Daily Development for
Wednesday, October 25, 1995

by: Patrick A. Randolph, Jr.
Professor of Law
UMKC School of Law

CONDOMINIUMS; ASSESSMENTS; PRIORITY: Uniform Condominium Act provisions, establishing that assessments take priority as of filing of declaration regardless of when they arise, apply even to condominiums developed prior to enactment of the Uniform Condominium Act. Carroll v. Oak Hall Assoc., 898 S.W.2d 603 (Mo. App. 1995)

This somewhat remarkable case has interesting facts worth reporting.

The condominium was a 160 unit multi story building established in 1978. In 1982 (apparently), one of the original developers acquired 47 units in the building. He gave a $2.6 million deed of trust to Lender, which deed of trust the court assumes (for argument only) was a purchase money deed of trust. Later, the developer sold the units to a limited partnership subject to the $2.6 million deed of trust.
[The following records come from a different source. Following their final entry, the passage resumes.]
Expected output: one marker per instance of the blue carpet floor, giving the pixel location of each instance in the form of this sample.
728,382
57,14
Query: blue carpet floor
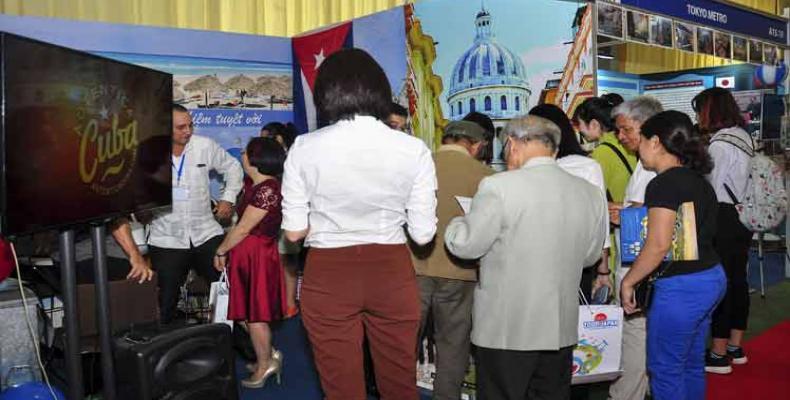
299,377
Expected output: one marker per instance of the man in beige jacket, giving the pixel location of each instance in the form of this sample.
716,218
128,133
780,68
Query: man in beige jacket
447,283
535,227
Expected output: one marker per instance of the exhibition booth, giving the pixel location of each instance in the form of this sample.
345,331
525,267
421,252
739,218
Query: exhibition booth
85,103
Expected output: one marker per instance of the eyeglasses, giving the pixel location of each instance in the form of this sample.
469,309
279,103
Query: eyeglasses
695,105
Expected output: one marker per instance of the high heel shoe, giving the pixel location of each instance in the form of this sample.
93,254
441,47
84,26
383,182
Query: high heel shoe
275,368
276,354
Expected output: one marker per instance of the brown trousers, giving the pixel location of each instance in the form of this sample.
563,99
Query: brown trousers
354,291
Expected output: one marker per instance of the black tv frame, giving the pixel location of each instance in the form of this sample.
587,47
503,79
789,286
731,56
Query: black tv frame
4,211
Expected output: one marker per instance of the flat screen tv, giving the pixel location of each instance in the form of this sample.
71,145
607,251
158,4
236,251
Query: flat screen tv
83,137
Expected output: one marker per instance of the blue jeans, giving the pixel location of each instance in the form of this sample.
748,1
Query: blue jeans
677,327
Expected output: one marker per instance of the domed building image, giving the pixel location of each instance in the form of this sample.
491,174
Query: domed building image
488,78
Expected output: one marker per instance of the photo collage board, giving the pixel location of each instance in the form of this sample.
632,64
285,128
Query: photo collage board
622,23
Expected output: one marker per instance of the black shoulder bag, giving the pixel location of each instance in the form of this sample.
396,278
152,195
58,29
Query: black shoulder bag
643,291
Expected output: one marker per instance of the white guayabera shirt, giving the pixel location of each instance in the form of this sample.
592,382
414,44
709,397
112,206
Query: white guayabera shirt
191,220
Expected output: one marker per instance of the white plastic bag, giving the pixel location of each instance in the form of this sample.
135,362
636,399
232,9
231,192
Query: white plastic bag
596,358
219,299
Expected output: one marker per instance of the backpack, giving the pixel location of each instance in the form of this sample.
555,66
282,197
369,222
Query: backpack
764,205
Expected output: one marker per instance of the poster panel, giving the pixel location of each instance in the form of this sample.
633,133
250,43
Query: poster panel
499,58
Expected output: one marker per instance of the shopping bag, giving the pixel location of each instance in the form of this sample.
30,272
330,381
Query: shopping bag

Five years later, the limited partnership was not doing well. The owners stopped paying assessments, and the association filed a notice of assessments in 1989 claiming almost $76,000 unpaid at that time and also claiming a lien for future assessments. The developer, who still had personal liability on the $2.6 million loan to Lender, acquired that loan and deed of trust through a wholly owned corporation at the end of that year. At the time of this acquisition, the amount of unpaid liens amounted to $89,000.

Thereafter, the developer, instead of foreclosing immediately, began to collect the rents from the condominiums in the hands of the limited partnership and applied the rents to satisfaction of the debts, without paying past or ongoing assessment liens.
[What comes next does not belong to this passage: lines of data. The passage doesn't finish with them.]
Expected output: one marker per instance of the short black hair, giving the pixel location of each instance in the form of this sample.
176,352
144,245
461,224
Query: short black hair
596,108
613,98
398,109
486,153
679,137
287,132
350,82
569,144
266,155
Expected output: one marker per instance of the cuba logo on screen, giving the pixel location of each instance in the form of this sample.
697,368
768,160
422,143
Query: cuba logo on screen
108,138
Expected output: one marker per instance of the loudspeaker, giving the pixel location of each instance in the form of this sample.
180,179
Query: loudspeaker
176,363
The association brought suit to foreclose to recover the assessments, claiming a priority superior to the developer's deed of trust. By time of trial, the unpaid assessments, with interest and attorney's fees, had reached almost $790,000 (and counting).

Held: Notwithstanding the fact that the original deed of trust arose prior to the enactment of the Uniform Act in 1983, the priority of Association liens versus that deed of trust, at least Association liens that arose subsequent to the adoption of the Uniform Act, will be determined by reference to that Act. The Act provides that no recordation of notice of claim of liens of any kind is required. Recordation of a proper declaration providing for liens establishes the priority. The Declaration was recorded prior to the Lender's deed of trust.

The developer argued that the Lender's lien was a purchase money lien, and therefore primed the association liens. But the court pointed out that (even assuming the deed of trust was purchase money) prior law had required that "priming" deed of trust liens were recognized only when the deed of trust met the technical requirement that the mortgage contain the name and address of the mortgagee. The deed of trust in this case lacked such identification, and the court refused to credit the argument that the subsequently recorded assignment of that deed of trust to the developer did contain the name and address of developer's law firm. The court commented that the statutory intent was to draw a narrow exception from the usual rule of association priority, and that associations should not be required to search the records to find addresses in subsequent recordings.

The developer argued that the new Uniform Condominium Act did not contain the same requirement for the lender's address, but the court held that, in this respect, the old law applied, because it created vested rights in the association based upon the lack of an address in the Lender's deed of trust at the time it was recorded.

Note what has happened. The court applied the new Uniform Act to give the liens priority, but then applied the terms of the old Act to deprive the lender of an exception otherwise available under the Uniform Act.

Note also that the application of the Uniform Act priority provisions alters the priority rules with respect to a deed of trust entered into prior to the enactment of the Uniform Act. (The court does not analyze how the old law might have affected priority - arguably even under the old law the association had priority, but the argument would have been much different.)

Conflicts prevent the editor from commenting further, but the editor stresses that he had no involvement in any aspects of the events leading to this mess.